Moreover, the EEC isn’t solely at fault here. The DMA should take its share of the blame, as well. And the DMA should address the issue. Who’s in charge of making sure lists aren’t abused at the DMA? How can someone simply transfer a member list to another organization with no awareness of the transfer at the DMA? Is there a policy in place setting boundaries on uses of members’ addresses? What has the DMA done to make sure nothing like this will happen again?

The DMA has had little credibility on the subject of e-mail marketing ever since former president Bob Wientzen refused to denounce spam and took the position: “Unsolicited isn’t necessarily unwanted.” Acquiring the EEC was seen as a way DMA might get a much-needed boost in its reputation as a promoter of responsible e-mail practices. Now its credibility in this area is even more tarnished than it was before it acquired the EEC. Who the heck would have thought that could be possible?

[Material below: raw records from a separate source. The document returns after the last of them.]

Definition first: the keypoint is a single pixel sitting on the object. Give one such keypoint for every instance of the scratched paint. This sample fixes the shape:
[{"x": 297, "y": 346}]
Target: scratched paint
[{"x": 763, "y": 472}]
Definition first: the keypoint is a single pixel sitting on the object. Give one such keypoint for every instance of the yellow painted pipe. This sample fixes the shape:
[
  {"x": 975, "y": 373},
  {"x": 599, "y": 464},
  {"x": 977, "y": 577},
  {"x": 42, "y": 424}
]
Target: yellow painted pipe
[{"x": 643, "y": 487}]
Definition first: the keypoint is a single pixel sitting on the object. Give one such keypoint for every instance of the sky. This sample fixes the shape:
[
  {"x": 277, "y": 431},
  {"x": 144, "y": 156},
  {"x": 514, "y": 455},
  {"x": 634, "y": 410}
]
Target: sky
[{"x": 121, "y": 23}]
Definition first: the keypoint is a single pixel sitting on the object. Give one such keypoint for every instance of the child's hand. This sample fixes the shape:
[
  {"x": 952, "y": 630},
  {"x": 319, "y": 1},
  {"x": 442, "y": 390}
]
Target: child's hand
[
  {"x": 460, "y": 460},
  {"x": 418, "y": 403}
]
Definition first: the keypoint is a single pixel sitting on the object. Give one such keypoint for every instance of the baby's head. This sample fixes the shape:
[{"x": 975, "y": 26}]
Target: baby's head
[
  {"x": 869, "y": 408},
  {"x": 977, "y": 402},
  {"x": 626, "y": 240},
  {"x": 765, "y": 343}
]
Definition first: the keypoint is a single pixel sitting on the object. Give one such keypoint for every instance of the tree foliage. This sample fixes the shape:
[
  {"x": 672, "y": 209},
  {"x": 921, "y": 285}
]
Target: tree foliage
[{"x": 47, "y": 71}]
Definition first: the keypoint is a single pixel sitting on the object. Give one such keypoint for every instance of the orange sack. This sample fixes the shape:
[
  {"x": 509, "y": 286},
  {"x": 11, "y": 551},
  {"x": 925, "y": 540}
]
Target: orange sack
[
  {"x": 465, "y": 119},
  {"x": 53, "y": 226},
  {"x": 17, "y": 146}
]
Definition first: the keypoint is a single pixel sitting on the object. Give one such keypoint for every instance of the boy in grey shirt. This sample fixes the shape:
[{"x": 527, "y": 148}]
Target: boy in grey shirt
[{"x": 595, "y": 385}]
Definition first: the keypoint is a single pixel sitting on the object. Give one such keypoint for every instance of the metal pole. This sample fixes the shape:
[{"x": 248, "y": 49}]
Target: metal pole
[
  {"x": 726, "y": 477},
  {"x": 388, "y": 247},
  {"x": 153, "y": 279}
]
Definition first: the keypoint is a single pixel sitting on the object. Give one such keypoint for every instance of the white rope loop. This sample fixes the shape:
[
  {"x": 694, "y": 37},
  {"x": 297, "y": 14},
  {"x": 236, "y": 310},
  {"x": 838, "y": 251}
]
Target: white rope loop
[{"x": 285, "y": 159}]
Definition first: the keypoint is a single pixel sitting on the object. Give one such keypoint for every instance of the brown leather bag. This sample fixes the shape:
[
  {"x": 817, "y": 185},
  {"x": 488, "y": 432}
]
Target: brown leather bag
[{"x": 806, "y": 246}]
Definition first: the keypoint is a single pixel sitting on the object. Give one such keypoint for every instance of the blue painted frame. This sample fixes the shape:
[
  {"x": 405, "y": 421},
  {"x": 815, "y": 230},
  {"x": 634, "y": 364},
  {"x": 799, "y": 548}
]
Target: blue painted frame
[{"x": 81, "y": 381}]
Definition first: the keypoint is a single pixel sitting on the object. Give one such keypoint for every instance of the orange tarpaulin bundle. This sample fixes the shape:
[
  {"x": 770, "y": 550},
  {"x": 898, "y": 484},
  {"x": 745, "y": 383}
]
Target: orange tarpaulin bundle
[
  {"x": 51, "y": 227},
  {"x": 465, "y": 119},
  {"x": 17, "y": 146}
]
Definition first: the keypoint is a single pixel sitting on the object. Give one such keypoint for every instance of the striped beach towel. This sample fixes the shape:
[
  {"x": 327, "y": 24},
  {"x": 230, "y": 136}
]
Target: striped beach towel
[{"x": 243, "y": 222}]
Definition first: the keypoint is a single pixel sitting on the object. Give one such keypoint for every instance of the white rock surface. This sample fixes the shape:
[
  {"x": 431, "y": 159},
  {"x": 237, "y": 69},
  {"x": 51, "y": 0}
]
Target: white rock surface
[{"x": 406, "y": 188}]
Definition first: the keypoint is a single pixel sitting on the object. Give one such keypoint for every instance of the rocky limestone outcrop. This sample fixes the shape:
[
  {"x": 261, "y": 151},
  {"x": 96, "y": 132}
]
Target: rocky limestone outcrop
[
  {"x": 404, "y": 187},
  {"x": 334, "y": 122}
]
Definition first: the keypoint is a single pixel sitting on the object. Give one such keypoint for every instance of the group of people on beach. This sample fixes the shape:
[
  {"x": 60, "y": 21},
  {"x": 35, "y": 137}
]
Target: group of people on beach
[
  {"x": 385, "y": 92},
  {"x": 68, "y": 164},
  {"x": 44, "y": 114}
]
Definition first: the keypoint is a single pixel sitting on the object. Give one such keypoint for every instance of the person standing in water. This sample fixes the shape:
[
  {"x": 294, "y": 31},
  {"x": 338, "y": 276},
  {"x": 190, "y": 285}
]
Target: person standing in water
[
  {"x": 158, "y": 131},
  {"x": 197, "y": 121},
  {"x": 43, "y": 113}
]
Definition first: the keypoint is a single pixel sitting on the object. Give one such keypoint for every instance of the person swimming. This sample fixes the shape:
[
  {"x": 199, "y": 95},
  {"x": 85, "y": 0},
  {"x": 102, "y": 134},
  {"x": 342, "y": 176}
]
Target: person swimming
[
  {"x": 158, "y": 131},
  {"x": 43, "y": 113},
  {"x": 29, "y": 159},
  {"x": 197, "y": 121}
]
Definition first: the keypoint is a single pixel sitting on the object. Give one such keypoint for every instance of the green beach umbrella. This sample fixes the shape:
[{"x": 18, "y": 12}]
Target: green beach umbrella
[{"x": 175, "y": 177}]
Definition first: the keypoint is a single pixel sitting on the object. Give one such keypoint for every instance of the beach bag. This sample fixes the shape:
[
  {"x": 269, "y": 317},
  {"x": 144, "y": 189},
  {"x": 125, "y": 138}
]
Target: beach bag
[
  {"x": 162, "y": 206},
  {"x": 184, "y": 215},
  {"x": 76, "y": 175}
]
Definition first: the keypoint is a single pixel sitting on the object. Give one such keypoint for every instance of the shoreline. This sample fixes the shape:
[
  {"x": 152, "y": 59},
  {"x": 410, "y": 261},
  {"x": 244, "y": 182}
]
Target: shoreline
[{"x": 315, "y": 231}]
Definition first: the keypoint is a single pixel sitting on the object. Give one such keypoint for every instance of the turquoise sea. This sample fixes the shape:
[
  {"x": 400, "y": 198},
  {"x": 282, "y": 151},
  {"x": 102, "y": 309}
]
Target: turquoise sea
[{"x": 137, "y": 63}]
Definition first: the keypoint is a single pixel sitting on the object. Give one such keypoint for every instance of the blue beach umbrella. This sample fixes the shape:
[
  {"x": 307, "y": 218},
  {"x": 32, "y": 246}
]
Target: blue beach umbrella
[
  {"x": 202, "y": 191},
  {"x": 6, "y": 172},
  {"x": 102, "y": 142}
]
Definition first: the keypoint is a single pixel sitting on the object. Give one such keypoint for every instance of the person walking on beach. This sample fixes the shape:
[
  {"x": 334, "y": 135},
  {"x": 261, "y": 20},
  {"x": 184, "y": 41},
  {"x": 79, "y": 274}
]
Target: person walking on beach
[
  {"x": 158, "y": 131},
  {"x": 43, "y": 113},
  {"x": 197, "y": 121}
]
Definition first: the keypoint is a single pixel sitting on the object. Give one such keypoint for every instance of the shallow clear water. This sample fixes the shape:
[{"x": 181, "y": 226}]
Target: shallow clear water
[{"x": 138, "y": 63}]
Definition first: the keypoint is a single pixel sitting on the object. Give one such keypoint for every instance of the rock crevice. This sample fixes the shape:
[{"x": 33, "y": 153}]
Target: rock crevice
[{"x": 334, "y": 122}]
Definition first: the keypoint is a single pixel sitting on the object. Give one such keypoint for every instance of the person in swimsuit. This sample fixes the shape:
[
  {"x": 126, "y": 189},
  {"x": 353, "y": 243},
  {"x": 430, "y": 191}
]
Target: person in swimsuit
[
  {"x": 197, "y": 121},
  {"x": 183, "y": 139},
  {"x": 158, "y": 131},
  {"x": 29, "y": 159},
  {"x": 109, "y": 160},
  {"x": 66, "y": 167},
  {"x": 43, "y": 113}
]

But back to the EEC. Because of the channel’s rocky history, e-mail marketers have an inherent credibility problem within their organizations and with the public. The EEC doesn’t help matters when it suddenly develops a case of marketing Tourette’s syndrome and can’t control itself.

It is the duty of every single responsible e-mail marketer to demonstrate behavior that is miles apart from that of spammers. As a self-appointed representative of responsible e-mail marketers, it is the duty of the EEC to explain and illustrate to its members how to do this.

Through its spamming and then failure to accept responsibility for it, the EEC has utterly failed in this regard.

How in the world are e-mail service providers supposed to present their clients to ISPs as responsible marketers who should be given the benefit of the doubt when their efforts go awry and look spammy when the industry’s supposed lead organization can’t be trusted with its own list? Don’t answer. That was rhetorical.

The DMA must address this issue and explain honestly—with no excuses, because there aren’t any—how this happened and what it is doing to guarantee nothing like it will happen again. Some vague statement that the DMA plans to take steps as facts arise just doesn’t cut it.